3. Une omnicanalité forte
Chez Kiabi, la croissance est omnicanale. La marque revendique 12 millions de visiteurs mensuels, plus de 3 millions de téléchargements de son application, et 230 marques partenaires sur sa marketplace. « 30% des nouveaux clients arrivent via la marketplace, qui a fait un boom en 2025 », explique Igor Aglat.
Le digital devient ainsi un levier d’acquisition, puis alimente le réseau physique. L’e-réservation, qui permet de réserver des articles en ligne pour aller les essayer en magasin, en est un exemple concret. « L’e-réservation est en croissance à deux chiffres, nous faisons +5 points de NPS post-achat, et avons +4 % de clients supplémentaires », énumère le directeur du développement. L’enseigne, qui compte 11 millions de membres sur son programme de fidélité, a l’ambition « de faire de l’application le levier numéro un de la relation client. »
4. Une stratégie de diversification assumée
Maison, petite enfance, sport… La diversification est assumée par la marque, qui adresse les besoins des familles. L’enseigne a par exemple lancé Kitchoun, pour chausser les bébés de 0 à 9 mois, Kiabi Home, sa gamme de linge de maison et de décoration, et plus récemment Ekstract, sa propre marque de vêtements de sport.

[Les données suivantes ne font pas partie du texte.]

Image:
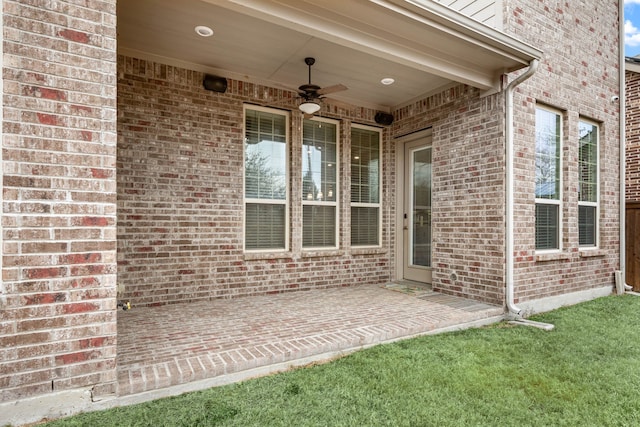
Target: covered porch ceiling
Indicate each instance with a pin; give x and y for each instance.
(423, 45)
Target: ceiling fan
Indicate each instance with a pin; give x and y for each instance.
(312, 94)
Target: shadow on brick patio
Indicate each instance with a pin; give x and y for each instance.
(184, 347)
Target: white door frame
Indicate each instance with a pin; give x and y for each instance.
(400, 196)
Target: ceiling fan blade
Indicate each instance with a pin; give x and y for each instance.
(331, 89)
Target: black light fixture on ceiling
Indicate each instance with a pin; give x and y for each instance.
(215, 83)
(383, 118)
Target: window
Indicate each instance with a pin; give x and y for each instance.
(365, 186)
(265, 179)
(588, 185)
(548, 169)
(319, 184)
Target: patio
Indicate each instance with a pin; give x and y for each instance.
(222, 341)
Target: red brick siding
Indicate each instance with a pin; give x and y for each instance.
(578, 75)
(468, 189)
(180, 194)
(58, 317)
(632, 134)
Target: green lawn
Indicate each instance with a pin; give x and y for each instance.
(586, 372)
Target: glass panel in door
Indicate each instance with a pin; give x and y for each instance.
(417, 257)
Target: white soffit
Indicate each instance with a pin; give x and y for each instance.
(419, 34)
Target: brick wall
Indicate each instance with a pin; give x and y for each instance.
(58, 314)
(578, 75)
(180, 195)
(632, 134)
(468, 189)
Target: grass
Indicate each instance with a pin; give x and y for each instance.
(586, 372)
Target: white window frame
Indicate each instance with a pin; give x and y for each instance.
(285, 202)
(380, 193)
(314, 202)
(557, 202)
(595, 204)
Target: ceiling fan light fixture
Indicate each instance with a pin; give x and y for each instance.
(203, 31)
(309, 107)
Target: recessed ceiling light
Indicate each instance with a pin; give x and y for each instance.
(204, 31)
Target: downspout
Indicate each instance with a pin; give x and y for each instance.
(513, 310)
(621, 281)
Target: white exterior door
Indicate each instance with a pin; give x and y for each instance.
(416, 216)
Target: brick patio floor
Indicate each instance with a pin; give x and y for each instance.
(170, 345)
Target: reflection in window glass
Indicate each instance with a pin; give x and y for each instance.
(588, 184)
(265, 175)
(319, 184)
(548, 138)
(365, 186)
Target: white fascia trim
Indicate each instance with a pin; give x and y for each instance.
(404, 35)
(476, 32)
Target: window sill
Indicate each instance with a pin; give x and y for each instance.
(266, 255)
(317, 253)
(590, 253)
(556, 256)
(368, 251)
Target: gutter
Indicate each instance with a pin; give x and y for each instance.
(621, 274)
(514, 312)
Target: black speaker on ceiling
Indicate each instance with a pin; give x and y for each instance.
(383, 118)
(215, 83)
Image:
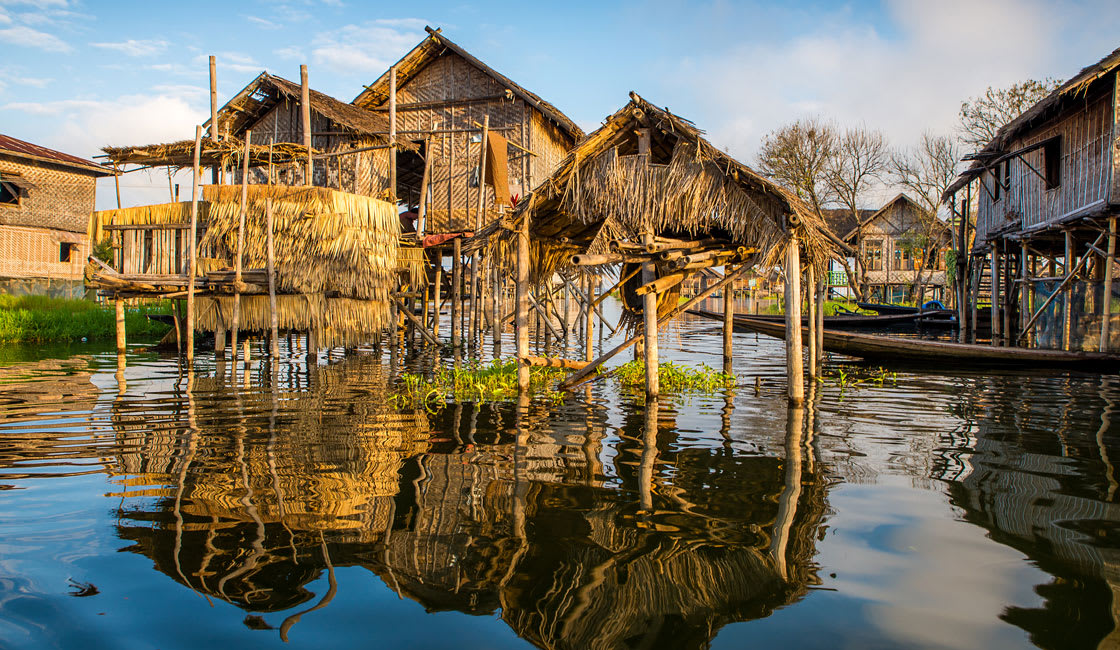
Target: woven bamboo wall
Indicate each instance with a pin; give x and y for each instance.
(455, 157)
(63, 198)
(365, 173)
(34, 252)
(1086, 132)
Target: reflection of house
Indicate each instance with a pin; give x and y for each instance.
(902, 249)
(46, 198)
(1046, 188)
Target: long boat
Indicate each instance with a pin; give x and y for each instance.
(917, 351)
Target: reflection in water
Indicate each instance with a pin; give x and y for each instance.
(249, 503)
(594, 522)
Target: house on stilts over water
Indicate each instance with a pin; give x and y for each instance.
(647, 198)
(346, 186)
(1047, 196)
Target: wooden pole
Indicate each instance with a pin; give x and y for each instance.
(119, 307)
(794, 362)
(1107, 295)
(589, 323)
(521, 331)
(728, 322)
(193, 256)
(811, 281)
(650, 322)
(456, 291)
(305, 104)
(1067, 295)
(241, 249)
(437, 303)
(392, 135)
(214, 131)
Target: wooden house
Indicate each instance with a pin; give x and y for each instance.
(46, 198)
(444, 96)
(902, 251)
(1047, 195)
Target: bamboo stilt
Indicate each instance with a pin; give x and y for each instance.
(193, 259)
(650, 322)
(794, 362)
(521, 331)
(728, 323)
(457, 293)
(1107, 296)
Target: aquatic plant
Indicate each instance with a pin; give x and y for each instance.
(494, 381)
(674, 378)
(40, 318)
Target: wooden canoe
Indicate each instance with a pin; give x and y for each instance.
(949, 355)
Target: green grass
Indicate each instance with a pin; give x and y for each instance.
(494, 381)
(674, 378)
(40, 318)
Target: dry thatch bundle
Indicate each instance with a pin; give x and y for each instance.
(326, 241)
(338, 321)
(142, 215)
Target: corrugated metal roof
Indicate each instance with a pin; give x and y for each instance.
(17, 147)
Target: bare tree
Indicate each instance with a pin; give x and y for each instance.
(858, 164)
(982, 117)
(925, 172)
(798, 156)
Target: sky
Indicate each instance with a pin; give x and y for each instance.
(77, 75)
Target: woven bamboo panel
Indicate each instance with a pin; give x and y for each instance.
(61, 200)
(34, 252)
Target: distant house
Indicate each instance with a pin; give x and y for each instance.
(1047, 191)
(902, 249)
(46, 198)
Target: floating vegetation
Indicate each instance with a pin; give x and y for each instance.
(675, 378)
(851, 375)
(494, 381)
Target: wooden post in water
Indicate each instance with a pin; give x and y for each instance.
(811, 281)
(1067, 294)
(650, 322)
(214, 131)
(589, 323)
(1107, 294)
(305, 105)
(521, 308)
(193, 256)
(794, 361)
(241, 249)
(456, 293)
(119, 307)
(728, 321)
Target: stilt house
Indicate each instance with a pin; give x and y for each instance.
(46, 198)
(1047, 194)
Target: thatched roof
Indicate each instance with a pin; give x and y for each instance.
(436, 46)
(686, 187)
(182, 154)
(1044, 110)
(244, 110)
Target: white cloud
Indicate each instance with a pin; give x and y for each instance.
(262, 22)
(132, 47)
(28, 37)
(366, 48)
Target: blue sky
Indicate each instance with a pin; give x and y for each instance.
(78, 74)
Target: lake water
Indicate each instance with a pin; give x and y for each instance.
(296, 507)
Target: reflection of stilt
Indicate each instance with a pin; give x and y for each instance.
(787, 502)
(649, 455)
(332, 590)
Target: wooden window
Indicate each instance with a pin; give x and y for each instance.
(9, 194)
(1052, 158)
(873, 254)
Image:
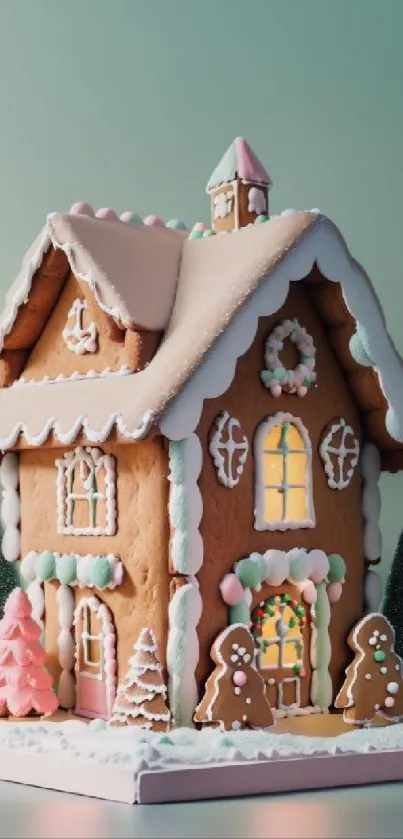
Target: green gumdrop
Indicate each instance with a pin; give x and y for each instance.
(337, 568)
(66, 569)
(379, 656)
(45, 566)
(101, 572)
(239, 613)
(248, 572)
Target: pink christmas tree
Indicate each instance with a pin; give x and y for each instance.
(25, 684)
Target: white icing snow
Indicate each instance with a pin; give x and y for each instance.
(137, 749)
(322, 244)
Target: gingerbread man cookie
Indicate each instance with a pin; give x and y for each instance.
(235, 695)
(374, 681)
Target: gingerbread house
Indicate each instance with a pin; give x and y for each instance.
(193, 428)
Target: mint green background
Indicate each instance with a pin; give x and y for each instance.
(130, 104)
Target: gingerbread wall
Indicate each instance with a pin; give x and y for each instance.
(228, 518)
(141, 541)
(51, 356)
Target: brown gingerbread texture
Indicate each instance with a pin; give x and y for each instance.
(374, 682)
(235, 694)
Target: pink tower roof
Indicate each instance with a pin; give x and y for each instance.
(239, 160)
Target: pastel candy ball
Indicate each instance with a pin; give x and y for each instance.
(334, 592)
(106, 213)
(154, 221)
(310, 595)
(239, 678)
(248, 572)
(337, 568)
(239, 613)
(231, 590)
(320, 565)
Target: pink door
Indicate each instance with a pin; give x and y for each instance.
(94, 690)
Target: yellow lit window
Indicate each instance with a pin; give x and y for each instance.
(284, 475)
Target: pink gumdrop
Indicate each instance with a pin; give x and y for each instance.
(310, 595)
(239, 678)
(231, 590)
(154, 221)
(81, 208)
(106, 213)
(320, 566)
(334, 591)
(200, 226)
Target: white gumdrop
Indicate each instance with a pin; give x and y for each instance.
(9, 471)
(66, 692)
(11, 508)
(27, 566)
(11, 544)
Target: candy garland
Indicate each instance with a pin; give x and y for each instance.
(276, 377)
(306, 569)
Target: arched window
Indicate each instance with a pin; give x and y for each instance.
(283, 469)
(86, 493)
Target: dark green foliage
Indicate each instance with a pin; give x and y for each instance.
(9, 577)
(393, 603)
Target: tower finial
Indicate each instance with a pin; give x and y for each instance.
(239, 188)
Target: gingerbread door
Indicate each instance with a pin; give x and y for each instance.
(281, 630)
(95, 659)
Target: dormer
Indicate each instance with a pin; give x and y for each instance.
(239, 189)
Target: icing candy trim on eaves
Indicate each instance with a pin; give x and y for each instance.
(80, 426)
(371, 344)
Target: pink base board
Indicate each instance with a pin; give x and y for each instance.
(194, 783)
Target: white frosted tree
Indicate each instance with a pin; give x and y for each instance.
(141, 697)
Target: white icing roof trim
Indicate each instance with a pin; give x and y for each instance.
(324, 245)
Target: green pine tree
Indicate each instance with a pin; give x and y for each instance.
(9, 576)
(393, 603)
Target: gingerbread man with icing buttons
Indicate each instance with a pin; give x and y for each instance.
(235, 693)
(374, 681)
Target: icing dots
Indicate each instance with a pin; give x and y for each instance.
(276, 377)
(229, 449)
(78, 338)
(339, 451)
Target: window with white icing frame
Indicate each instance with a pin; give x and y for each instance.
(92, 645)
(283, 475)
(86, 493)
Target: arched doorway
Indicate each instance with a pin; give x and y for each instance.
(281, 630)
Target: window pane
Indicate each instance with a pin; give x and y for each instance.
(273, 469)
(272, 439)
(296, 468)
(273, 505)
(297, 508)
(294, 439)
(292, 653)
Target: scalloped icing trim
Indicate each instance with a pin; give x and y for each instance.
(321, 244)
(80, 425)
(124, 370)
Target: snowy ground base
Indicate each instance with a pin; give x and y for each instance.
(131, 765)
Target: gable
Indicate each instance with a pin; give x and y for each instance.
(62, 352)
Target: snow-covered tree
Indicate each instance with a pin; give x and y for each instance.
(141, 697)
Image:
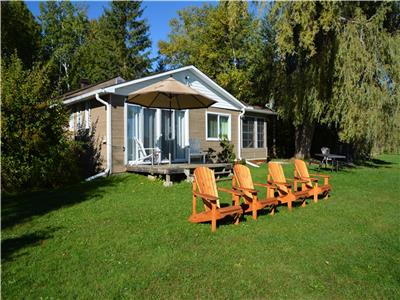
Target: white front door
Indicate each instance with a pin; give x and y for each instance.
(133, 117)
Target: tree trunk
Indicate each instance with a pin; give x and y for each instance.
(304, 134)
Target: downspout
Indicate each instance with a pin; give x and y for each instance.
(108, 169)
(240, 133)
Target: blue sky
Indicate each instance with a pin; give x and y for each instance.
(157, 13)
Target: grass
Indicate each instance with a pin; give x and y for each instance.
(127, 237)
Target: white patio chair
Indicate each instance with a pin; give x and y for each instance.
(325, 152)
(195, 151)
(152, 155)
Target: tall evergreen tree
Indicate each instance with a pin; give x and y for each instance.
(20, 32)
(36, 151)
(64, 26)
(118, 43)
(339, 66)
(217, 39)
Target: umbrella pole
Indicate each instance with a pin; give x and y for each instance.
(170, 132)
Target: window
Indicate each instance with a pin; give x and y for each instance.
(87, 115)
(253, 132)
(72, 121)
(248, 132)
(79, 119)
(260, 133)
(218, 126)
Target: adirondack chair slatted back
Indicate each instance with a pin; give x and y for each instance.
(302, 171)
(243, 178)
(142, 152)
(205, 181)
(275, 170)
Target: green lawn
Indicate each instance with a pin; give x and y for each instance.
(128, 237)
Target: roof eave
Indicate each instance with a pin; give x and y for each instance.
(260, 111)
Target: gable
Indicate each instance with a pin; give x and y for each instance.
(188, 75)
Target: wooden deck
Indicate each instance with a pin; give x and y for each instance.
(172, 169)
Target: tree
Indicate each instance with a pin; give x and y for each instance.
(64, 27)
(36, 151)
(20, 32)
(216, 39)
(339, 66)
(366, 92)
(117, 44)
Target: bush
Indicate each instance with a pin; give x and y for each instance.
(36, 150)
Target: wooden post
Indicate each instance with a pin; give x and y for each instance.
(254, 205)
(194, 187)
(213, 217)
(316, 192)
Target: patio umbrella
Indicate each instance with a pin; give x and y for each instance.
(169, 94)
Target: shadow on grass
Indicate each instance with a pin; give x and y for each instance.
(11, 245)
(17, 209)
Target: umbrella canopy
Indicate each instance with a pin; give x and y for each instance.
(171, 94)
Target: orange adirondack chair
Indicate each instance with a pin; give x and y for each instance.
(309, 183)
(205, 187)
(243, 182)
(276, 176)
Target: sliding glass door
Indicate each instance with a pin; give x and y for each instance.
(164, 129)
(180, 150)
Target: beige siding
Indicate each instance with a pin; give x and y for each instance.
(117, 132)
(98, 126)
(197, 127)
(98, 118)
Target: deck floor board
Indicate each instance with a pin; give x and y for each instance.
(166, 169)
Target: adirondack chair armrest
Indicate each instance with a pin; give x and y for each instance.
(206, 196)
(156, 149)
(264, 185)
(234, 192)
(280, 183)
(320, 175)
(253, 191)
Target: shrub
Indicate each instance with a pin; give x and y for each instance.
(227, 153)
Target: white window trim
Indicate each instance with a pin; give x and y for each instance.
(255, 133)
(264, 136)
(229, 125)
(79, 119)
(72, 121)
(87, 115)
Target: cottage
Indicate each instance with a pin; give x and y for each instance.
(117, 125)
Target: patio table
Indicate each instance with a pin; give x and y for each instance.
(334, 158)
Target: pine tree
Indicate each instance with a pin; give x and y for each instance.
(20, 32)
(339, 66)
(64, 26)
(117, 44)
(216, 39)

« L’idée, c’est de répondre aux nouveaux modes de vie des familles. La mobilité et la polyvalence deviennent clairement essentielles, explique Igor Aglat. Positionnée autour d’un prix moyen de 15 euros, la marque reste fidèle à l’ADN d’accessibilité de Kiabi. »
Kiabi.
5. Le déploiement de la technologie RFID et de la seconde main
La performance de Kiabi repose également sur le volet technologique. « Le dernier pilier, c’est une modernisation de notre supply chain avec le déploiement de la RFID et une gestion plus fine des stocks », affirme le directeur du développement de l’enseigne. Cette technologie qui remplace le code-barres par une puce électronique capable d’être lue à distance, sans contact visuel direct, s’impose aujourd’hui dans de nombreuses enseignes internationales, à l’instar de Nike ou du groupe Inditex.
La seconde main s’inscrit également dans le parcours client, avec « la collecte proposée dans 100 % des succursales en France […] Notre cap global reste le même, faciliter la vie des familles, en rendant accessible un mode de vie plus durable », conclut-il.
*Selon l’Institut Français de la Mode.